Образовательная политика российских имперских властей на западных окраинах затрагивалась исследователями в рамках обобщающих исследований, посвященных как общему имперскому измерению российской истории [6; 7; 8, с. 15], так и эволюции модели управления конкретными западными окраинными регионами в XIX - начале XX в. [9; 10]. Причем значительная часть ученых приходит к выводу о наличии в имперской политике значительного конструктивного потенциала, обеспечивавшего не только целостность имперского пространства, но и постепенную интеграцию окраинных сообществ, достигавшуюся в том числе посредством активно развивавшейся образовательной системы. Непосредственному анализу различных аспектов ее развития в период, предшествовавший Январскому восстанию, и в период генерал-губернаторства М.Н. Муравьева в Северо-Западном крае посвящены исследования А.А. Комзо-
ловой, указывавшей на значительное внимание, уделявшееся вопросу народного просвещения во время наиболее острой фазы русско-польского противостояния в рассматриваемый период [11; 12]. Образовательная политика имперских властей на западных окраинах была тесно связана с проблемой противодействия распространению католицизма и укрепления позиций православной церкви региона, что обусловило обращение к данным сюжетам исследователей, изучавших конфессиональную ситуацию в регионе в указанный период и связанные с ней противоречия и конфликты [13; 14].
Культурно-просветительская и образовательная политика имперских властей в северозападных регионах России рассматривается в ряде исследований современных белорусских и литовских ученых, большинство из которых, не отрицая наличия неконфликтных, «культурных» методов регионального управления, подчеркивают, что российская государственность не обладала достаточным цивилизационным потенциалом для того, чтобы успешно русифицировать край и стать привлекательной для местного населения [15-19].
Если политика имперских властей в образовательной сфере, проводившаяся в 1860-х гг. в западных окраинных регионах, когда закладывались ее основные тенденции, изучена достаточно подробно, то ее развитию и эволюции в последние десятилетия XIX - начале XX в. уделяется значительно меньшее внимание, что и определило цель данной статьи.
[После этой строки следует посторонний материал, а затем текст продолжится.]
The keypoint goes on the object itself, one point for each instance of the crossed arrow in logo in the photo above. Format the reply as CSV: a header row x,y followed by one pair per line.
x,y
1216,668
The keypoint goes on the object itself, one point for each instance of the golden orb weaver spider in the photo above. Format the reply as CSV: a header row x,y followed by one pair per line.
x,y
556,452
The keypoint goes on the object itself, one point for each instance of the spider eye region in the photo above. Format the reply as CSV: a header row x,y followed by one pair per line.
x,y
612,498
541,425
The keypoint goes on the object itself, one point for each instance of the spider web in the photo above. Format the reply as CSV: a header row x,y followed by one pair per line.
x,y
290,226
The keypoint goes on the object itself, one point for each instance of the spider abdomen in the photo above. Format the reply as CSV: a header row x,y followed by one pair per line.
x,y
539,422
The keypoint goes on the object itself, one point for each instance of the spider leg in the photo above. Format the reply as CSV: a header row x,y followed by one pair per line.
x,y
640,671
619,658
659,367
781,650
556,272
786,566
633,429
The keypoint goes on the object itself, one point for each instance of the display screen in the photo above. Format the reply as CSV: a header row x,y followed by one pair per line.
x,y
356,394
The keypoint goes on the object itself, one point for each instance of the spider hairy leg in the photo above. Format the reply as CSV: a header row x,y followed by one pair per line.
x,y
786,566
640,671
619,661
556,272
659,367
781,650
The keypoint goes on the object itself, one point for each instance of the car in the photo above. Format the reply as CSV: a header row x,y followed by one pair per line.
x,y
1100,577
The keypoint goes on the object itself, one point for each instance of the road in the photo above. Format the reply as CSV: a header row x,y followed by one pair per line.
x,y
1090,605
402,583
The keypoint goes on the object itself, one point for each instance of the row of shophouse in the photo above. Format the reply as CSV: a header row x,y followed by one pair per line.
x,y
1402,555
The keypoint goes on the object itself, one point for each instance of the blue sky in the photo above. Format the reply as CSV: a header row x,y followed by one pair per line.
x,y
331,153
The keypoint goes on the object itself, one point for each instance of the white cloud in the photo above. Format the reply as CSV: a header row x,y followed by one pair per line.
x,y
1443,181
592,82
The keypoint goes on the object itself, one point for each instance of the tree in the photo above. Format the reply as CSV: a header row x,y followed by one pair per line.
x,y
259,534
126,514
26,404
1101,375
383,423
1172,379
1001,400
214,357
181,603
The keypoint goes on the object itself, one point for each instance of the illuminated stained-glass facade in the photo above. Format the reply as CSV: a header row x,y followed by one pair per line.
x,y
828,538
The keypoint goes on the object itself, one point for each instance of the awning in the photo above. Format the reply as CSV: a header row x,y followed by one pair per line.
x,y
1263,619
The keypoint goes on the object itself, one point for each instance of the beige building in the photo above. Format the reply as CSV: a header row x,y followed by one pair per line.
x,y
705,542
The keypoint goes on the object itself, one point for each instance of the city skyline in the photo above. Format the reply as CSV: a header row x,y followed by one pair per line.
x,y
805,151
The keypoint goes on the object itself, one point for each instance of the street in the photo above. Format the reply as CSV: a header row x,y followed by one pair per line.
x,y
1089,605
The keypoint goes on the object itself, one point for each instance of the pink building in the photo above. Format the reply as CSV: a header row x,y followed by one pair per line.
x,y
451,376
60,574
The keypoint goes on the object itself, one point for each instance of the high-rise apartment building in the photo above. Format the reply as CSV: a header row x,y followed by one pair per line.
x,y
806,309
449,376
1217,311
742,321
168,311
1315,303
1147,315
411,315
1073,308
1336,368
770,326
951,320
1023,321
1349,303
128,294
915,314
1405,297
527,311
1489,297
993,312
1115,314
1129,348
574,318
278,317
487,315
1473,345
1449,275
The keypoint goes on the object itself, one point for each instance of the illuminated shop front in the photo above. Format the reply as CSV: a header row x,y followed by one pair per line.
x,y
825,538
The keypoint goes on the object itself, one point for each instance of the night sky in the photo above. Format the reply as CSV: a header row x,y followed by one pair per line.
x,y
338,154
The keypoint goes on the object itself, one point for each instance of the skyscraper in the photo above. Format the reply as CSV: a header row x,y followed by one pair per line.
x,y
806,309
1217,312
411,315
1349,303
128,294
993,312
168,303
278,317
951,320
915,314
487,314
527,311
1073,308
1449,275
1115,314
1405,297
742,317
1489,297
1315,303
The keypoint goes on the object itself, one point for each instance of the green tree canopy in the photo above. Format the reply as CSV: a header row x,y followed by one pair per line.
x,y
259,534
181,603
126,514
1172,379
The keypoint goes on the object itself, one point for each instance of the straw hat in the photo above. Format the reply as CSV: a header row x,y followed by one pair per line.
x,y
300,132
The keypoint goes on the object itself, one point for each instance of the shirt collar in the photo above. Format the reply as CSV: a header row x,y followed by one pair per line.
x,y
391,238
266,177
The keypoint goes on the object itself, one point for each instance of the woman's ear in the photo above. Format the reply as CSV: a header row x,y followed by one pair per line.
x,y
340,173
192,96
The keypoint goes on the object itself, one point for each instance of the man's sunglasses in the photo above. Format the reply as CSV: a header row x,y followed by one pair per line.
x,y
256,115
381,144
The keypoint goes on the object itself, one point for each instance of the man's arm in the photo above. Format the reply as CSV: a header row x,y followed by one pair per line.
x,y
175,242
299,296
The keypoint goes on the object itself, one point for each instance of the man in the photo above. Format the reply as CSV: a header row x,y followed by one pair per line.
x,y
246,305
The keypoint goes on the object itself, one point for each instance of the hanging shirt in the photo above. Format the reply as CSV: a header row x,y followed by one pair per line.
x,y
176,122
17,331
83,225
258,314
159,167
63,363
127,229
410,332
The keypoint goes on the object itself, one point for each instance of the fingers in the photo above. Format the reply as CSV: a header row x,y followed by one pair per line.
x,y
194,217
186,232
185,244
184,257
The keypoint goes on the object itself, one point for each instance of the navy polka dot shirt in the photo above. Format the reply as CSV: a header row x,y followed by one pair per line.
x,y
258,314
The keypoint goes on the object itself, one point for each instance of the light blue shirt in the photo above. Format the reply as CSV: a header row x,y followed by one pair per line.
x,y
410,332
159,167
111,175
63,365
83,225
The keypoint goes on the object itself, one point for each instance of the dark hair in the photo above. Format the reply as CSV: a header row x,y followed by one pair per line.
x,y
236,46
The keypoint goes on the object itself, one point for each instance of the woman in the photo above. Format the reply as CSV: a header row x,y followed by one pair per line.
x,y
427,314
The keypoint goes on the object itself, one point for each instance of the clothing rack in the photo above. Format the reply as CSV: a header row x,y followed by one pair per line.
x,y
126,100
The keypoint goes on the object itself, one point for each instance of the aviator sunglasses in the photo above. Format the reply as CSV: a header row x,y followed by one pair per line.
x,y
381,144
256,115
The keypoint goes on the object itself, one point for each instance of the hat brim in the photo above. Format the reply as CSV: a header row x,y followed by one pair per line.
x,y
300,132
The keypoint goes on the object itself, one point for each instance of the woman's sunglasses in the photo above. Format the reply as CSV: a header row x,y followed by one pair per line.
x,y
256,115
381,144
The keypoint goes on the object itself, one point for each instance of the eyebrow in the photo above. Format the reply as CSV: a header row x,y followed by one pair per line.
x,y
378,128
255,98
Исходя из указанного состояния исследовательского поля проблемы, представляется целесообразным рассмотреть данный сюжет в контексте анализа неконфликтных форм интеграции западных окраин, что позволит составить более полное представление о характере и формах правительственной политики, направленной на обрусение и унификацию окраин Российской империи, а также решить целый ряд исследовательских задач, связанных с выявлением различных ин-тегративных методов, применяемых имперской администрацией в отношении различных групп населения западных окраинных регионов.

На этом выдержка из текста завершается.